Toutefois, le projet en vue d’assurer un live coverage à la télévision du déroulement de ce procès de meurtre commis le 10 janvier 2011 dans la chambre 1025 au Legends Hotel de Grand-Gaube pourrait être abandonné. C’est ce que Le Mauricien a appris de sources judiciaires autorisées. Les consultations préliminaires entre les principales parties concernées n’ont pas permis d’assurer la diffusion de ce procès en direct à la télévision.
L’idée de ce live coverage devant les Assises avait été évoquée par l’Attorney General Me Yatin Varma, sujette à l’accord de toutes les parties impliqués dans cette affaire. À ce jour, aucune des parties concernées n’a voulu s’aventurer pour confirmer ou infirmer ce développement ou encore faire des commentaires sur la nature des problèmes rencontrés.
Entre-temps, les hommes de loi du Director of Public Prosecution’s Office et les avocats des deux suspects, dont Mes Rama Valayden, Ravi Rutnah et Sanjeev Teeluckdharry, ont participé en fin de semaine dernière à une réunion de travail sous l’égide de la Cour suprême. Les deux parties ont pu s’assurer que les demandes de documents ou autres détails réclamés par la défense lors du procès ont été honorées.

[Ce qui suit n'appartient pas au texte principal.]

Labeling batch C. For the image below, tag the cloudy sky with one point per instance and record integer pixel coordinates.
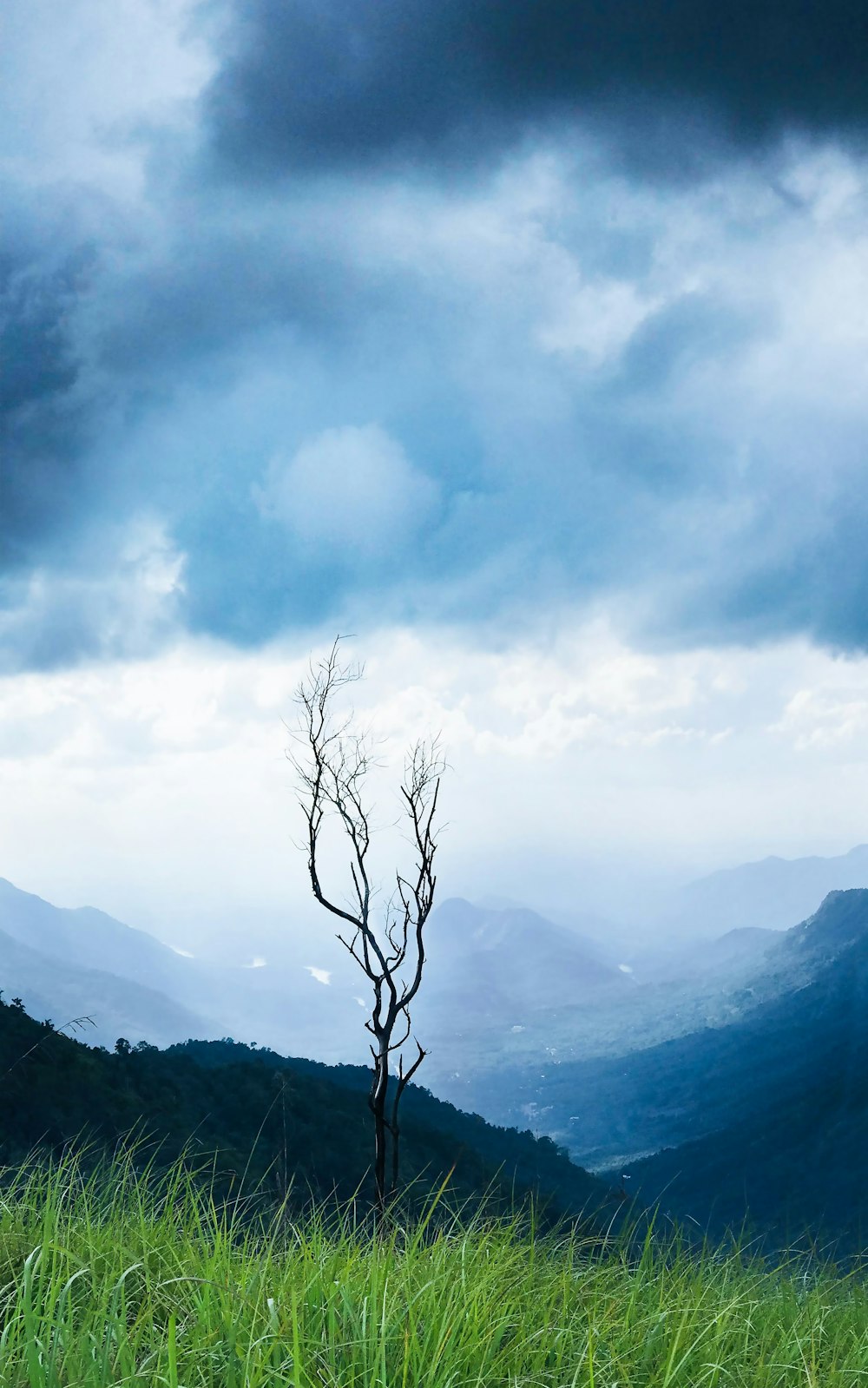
(525, 340)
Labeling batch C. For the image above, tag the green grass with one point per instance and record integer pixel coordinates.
(122, 1279)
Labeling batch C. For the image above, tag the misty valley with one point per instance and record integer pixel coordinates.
(710, 1062)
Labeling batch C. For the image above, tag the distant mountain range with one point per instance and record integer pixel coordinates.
(771, 894)
(713, 1069)
(254, 1119)
(71, 964)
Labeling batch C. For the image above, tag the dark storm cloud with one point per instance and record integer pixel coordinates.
(312, 83)
(42, 418)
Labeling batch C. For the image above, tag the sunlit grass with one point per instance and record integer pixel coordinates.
(120, 1279)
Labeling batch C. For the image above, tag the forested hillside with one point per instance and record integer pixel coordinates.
(289, 1123)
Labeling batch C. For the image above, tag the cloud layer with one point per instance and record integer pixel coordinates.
(360, 315)
(347, 82)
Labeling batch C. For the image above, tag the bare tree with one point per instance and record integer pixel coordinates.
(332, 761)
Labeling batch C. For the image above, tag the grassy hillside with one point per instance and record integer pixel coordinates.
(142, 1283)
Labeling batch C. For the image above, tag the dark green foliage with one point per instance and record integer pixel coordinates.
(285, 1124)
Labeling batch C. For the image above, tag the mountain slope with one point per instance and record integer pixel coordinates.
(281, 1121)
(67, 964)
(796, 1019)
(113, 1007)
(771, 894)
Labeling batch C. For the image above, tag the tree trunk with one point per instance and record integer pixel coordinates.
(377, 1102)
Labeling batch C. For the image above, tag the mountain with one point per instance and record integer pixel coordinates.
(286, 1124)
(511, 959)
(615, 1109)
(771, 894)
(67, 964)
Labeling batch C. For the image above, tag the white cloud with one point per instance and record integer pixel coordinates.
(319, 975)
(349, 491)
(164, 794)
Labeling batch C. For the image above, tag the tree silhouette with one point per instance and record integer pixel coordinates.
(331, 765)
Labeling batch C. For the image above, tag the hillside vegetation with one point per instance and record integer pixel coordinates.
(115, 1279)
(295, 1124)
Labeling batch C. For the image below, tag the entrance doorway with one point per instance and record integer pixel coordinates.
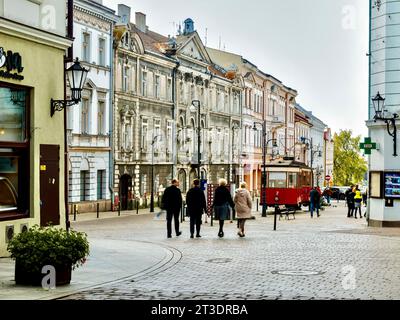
(125, 184)
(49, 184)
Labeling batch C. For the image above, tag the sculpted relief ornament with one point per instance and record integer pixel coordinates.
(85, 17)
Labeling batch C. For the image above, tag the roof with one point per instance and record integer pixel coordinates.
(152, 41)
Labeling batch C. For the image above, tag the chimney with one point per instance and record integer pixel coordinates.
(125, 13)
(140, 21)
(188, 26)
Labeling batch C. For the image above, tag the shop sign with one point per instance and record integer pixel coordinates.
(12, 62)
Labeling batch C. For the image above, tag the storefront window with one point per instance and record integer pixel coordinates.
(12, 114)
(14, 150)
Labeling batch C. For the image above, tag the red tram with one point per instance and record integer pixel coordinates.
(288, 183)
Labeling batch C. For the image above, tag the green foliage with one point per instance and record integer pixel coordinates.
(349, 165)
(41, 246)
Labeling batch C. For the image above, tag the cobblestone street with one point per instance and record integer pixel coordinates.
(304, 259)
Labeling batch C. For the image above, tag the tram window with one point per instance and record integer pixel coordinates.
(292, 180)
(277, 180)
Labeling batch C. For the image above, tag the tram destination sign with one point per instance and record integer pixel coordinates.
(12, 62)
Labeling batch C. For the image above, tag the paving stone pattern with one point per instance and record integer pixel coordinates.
(262, 265)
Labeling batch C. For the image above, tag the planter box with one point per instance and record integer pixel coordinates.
(27, 277)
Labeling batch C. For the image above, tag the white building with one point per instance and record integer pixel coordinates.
(316, 146)
(89, 125)
(384, 77)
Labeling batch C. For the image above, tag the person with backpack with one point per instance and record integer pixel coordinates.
(196, 205)
(357, 202)
(350, 201)
(172, 203)
(222, 202)
(315, 198)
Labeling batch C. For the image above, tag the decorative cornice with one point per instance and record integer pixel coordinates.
(93, 19)
(15, 29)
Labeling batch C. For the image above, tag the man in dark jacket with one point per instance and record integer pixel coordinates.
(350, 201)
(196, 205)
(172, 203)
(315, 198)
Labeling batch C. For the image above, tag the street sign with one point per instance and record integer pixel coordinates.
(368, 145)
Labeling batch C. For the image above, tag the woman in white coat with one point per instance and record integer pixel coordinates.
(243, 207)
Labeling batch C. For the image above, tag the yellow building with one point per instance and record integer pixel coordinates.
(31, 141)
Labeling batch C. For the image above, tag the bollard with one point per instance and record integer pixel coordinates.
(275, 213)
(181, 214)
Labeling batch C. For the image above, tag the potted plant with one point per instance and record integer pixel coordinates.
(42, 246)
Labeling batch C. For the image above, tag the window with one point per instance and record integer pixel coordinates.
(157, 87)
(169, 135)
(277, 180)
(169, 89)
(102, 52)
(144, 134)
(144, 83)
(101, 179)
(125, 78)
(14, 161)
(85, 116)
(86, 46)
(85, 186)
(292, 180)
(101, 128)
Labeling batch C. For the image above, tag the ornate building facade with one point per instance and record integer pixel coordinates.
(88, 124)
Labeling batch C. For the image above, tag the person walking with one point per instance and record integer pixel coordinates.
(357, 202)
(350, 201)
(172, 203)
(327, 194)
(315, 198)
(243, 205)
(222, 202)
(196, 205)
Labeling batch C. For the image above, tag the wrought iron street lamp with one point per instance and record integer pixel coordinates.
(196, 107)
(379, 103)
(76, 75)
(264, 159)
(152, 174)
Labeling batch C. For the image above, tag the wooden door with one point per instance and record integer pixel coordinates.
(49, 184)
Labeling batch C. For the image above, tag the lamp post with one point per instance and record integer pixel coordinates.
(152, 174)
(264, 159)
(234, 127)
(379, 103)
(76, 75)
(196, 106)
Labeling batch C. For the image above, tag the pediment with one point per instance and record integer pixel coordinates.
(194, 49)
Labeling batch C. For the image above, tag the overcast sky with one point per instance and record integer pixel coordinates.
(317, 47)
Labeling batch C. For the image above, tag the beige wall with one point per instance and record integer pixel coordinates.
(43, 71)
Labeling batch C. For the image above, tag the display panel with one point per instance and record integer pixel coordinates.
(392, 185)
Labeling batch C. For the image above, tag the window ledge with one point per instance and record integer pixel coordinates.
(13, 216)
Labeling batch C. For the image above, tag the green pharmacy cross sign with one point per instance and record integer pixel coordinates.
(368, 145)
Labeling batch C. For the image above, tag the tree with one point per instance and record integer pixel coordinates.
(349, 165)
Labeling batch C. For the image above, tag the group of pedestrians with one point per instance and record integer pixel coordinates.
(222, 206)
(354, 200)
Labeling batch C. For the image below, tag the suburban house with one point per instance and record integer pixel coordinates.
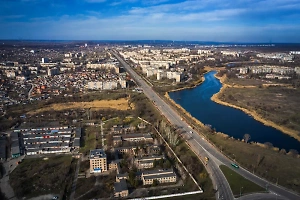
(98, 161)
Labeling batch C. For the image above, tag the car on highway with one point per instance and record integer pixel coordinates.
(234, 165)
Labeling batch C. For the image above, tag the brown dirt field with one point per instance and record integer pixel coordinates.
(120, 104)
(253, 113)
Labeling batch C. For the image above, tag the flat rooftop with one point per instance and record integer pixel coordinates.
(97, 153)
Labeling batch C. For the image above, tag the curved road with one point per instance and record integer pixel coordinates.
(203, 148)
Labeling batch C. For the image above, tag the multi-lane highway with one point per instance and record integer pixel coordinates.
(203, 148)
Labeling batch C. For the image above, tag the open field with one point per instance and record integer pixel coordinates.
(90, 139)
(120, 104)
(35, 176)
(238, 184)
(275, 106)
(267, 163)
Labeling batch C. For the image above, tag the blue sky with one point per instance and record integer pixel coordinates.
(190, 20)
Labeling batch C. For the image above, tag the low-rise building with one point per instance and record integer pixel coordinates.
(147, 161)
(121, 189)
(162, 176)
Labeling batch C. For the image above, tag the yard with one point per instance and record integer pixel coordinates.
(238, 184)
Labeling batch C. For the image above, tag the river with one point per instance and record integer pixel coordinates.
(228, 120)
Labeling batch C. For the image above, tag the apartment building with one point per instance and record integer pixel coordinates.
(162, 176)
(121, 189)
(45, 140)
(147, 161)
(104, 66)
(98, 161)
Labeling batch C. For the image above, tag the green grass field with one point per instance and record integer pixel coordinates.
(238, 184)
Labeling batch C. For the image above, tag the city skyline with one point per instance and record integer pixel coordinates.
(190, 20)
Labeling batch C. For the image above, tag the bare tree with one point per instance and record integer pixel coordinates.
(247, 137)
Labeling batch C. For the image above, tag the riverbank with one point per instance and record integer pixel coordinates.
(252, 113)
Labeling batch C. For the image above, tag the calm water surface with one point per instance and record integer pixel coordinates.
(225, 119)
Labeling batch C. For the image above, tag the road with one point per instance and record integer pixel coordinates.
(203, 148)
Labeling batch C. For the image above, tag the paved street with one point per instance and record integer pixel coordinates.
(203, 148)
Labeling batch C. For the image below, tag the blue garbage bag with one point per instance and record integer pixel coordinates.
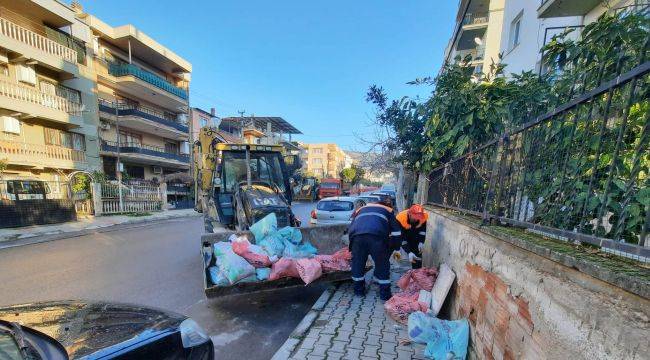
(272, 244)
(217, 277)
(263, 273)
(262, 228)
(291, 234)
(301, 251)
(445, 339)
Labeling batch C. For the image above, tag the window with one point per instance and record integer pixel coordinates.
(171, 148)
(515, 28)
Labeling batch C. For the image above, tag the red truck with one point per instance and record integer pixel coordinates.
(329, 187)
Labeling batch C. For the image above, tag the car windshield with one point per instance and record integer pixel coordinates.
(335, 205)
(264, 167)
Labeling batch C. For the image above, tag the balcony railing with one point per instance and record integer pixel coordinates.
(37, 41)
(26, 93)
(38, 153)
(143, 112)
(136, 148)
(151, 78)
(475, 19)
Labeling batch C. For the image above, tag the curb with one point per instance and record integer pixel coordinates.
(284, 352)
(52, 236)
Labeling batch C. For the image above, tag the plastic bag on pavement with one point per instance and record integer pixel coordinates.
(402, 304)
(291, 234)
(264, 227)
(445, 339)
(232, 266)
(273, 245)
(309, 270)
(343, 254)
(418, 279)
(217, 277)
(254, 254)
(284, 267)
(305, 250)
(263, 273)
(332, 263)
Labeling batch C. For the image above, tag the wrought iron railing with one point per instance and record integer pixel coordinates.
(580, 172)
(137, 148)
(123, 69)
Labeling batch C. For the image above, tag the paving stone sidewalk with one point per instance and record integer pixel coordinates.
(352, 327)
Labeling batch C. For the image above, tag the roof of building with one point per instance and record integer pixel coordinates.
(278, 124)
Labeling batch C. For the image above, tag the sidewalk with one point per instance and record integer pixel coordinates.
(32, 234)
(342, 326)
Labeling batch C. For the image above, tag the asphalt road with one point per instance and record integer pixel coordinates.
(156, 264)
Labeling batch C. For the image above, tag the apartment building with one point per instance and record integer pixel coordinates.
(265, 130)
(200, 118)
(142, 90)
(48, 128)
(517, 30)
(324, 160)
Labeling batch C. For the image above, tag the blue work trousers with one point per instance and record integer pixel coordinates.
(375, 246)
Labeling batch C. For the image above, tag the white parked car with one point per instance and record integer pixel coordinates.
(335, 210)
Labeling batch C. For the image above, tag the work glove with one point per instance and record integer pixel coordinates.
(413, 258)
(396, 255)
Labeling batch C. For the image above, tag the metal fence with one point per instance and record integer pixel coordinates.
(579, 172)
(121, 198)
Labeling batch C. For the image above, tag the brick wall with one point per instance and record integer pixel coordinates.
(501, 324)
(525, 306)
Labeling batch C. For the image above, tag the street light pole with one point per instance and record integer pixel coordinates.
(118, 171)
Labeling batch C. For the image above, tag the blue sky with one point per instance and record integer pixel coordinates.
(307, 61)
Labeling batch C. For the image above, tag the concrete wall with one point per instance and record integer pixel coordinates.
(524, 306)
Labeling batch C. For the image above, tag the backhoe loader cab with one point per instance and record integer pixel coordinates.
(239, 184)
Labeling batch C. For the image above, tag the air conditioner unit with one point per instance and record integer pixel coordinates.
(26, 74)
(185, 147)
(10, 124)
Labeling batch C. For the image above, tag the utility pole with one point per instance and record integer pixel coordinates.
(118, 171)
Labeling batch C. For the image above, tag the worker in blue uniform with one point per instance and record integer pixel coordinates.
(374, 231)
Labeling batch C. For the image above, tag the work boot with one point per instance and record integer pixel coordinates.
(384, 292)
(360, 288)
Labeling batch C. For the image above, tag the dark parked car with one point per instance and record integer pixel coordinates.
(98, 330)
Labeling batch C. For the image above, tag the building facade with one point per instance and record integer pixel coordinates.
(324, 160)
(143, 108)
(514, 31)
(48, 125)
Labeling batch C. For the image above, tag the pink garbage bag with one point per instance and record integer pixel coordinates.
(331, 263)
(309, 270)
(252, 253)
(284, 267)
(343, 254)
(402, 304)
(418, 279)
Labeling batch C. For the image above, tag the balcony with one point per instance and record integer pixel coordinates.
(31, 45)
(146, 154)
(130, 71)
(32, 102)
(41, 155)
(146, 119)
(560, 8)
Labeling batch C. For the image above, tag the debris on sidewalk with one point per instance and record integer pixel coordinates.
(445, 339)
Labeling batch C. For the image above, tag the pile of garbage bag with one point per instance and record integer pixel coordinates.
(445, 339)
(277, 253)
(407, 301)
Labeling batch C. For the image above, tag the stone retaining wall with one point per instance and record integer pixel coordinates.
(525, 306)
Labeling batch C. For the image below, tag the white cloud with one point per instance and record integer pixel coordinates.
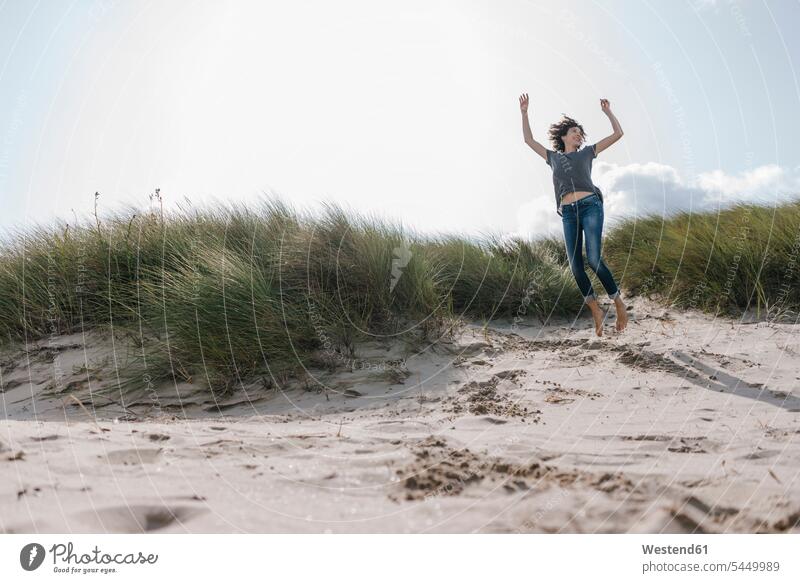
(641, 189)
(637, 189)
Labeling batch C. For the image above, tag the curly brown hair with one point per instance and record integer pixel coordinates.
(559, 129)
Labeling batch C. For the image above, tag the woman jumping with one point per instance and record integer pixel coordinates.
(580, 202)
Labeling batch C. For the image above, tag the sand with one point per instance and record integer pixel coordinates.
(683, 423)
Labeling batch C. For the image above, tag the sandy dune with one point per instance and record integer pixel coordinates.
(683, 423)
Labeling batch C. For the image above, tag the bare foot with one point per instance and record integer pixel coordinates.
(622, 314)
(597, 314)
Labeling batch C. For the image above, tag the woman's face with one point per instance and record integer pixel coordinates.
(574, 137)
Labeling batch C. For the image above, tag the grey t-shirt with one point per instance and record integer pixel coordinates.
(572, 172)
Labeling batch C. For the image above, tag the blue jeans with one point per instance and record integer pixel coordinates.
(584, 218)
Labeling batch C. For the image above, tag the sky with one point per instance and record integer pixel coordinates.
(404, 110)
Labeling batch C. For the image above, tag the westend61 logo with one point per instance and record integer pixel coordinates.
(32, 556)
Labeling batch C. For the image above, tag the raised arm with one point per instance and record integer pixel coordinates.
(526, 128)
(618, 133)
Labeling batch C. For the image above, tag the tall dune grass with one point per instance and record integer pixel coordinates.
(744, 257)
(222, 294)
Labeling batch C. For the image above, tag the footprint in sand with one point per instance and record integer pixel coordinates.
(131, 457)
(140, 518)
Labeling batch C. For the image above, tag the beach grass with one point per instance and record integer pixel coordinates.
(222, 294)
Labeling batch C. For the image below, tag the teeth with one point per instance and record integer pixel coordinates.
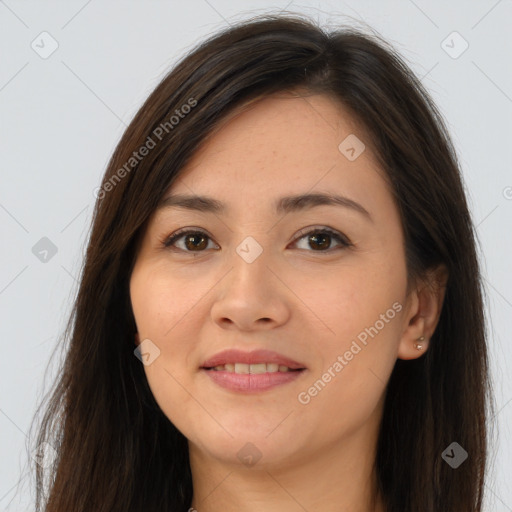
(252, 368)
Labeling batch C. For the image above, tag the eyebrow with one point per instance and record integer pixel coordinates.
(283, 205)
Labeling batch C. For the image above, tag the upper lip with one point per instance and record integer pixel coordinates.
(256, 356)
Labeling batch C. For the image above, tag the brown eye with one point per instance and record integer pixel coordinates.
(320, 240)
(193, 241)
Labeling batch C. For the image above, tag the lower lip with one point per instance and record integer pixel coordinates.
(251, 382)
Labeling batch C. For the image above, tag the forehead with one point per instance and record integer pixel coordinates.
(284, 143)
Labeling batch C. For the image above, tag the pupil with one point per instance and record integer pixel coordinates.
(198, 245)
(315, 238)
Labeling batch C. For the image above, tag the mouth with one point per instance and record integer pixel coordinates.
(251, 372)
(252, 369)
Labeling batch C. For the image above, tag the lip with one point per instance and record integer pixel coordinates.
(254, 357)
(251, 382)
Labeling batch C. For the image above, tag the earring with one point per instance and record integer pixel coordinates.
(419, 346)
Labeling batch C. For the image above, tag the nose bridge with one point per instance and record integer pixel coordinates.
(250, 263)
(251, 292)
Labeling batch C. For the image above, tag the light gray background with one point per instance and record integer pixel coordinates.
(62, 116)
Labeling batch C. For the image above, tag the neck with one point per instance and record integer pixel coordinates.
(341, 478)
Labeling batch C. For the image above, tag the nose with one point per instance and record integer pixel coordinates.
(252, 296)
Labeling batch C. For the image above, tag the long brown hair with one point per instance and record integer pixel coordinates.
(116, 450)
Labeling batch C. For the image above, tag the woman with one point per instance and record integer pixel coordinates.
(281, 305)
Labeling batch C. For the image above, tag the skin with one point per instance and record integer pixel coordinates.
(307, 304)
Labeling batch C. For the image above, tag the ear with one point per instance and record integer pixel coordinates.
(424, 305)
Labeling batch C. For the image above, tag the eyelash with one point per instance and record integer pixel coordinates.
(335, 235)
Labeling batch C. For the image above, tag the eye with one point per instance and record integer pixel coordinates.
(194, 240)
(320, 239)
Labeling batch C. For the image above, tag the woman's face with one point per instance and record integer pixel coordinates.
(252, 277)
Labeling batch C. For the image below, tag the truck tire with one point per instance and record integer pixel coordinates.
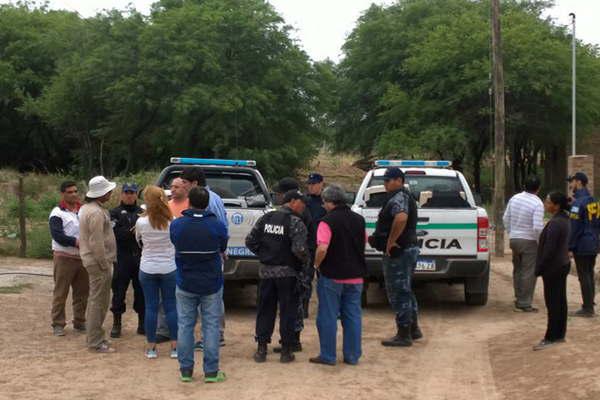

À ce stade, la liste des témoins du ministère Public, qui comprend 22 personnes, pourrait être amendée pour en inclure huit autres, soit une trentaine au total, dont l’époux de la victime, John McAreavey, qui fera le déplacement à Maurice. De son côté, la défense prévoit d’assigner au moins sept témoins.
Avinash Treebhoowon et Sanjeev Teeluckdharry ont été déférés devant les Assises par le DPP au début de décembre de l’année dernière après avoir établi qu’il existe un Prima Facie Case contre eux. Précédemment, la magistrate Maryse Panglose-Cala avait présidé une enquête préliminaire sur ce meurtre au tribunal de Mapou.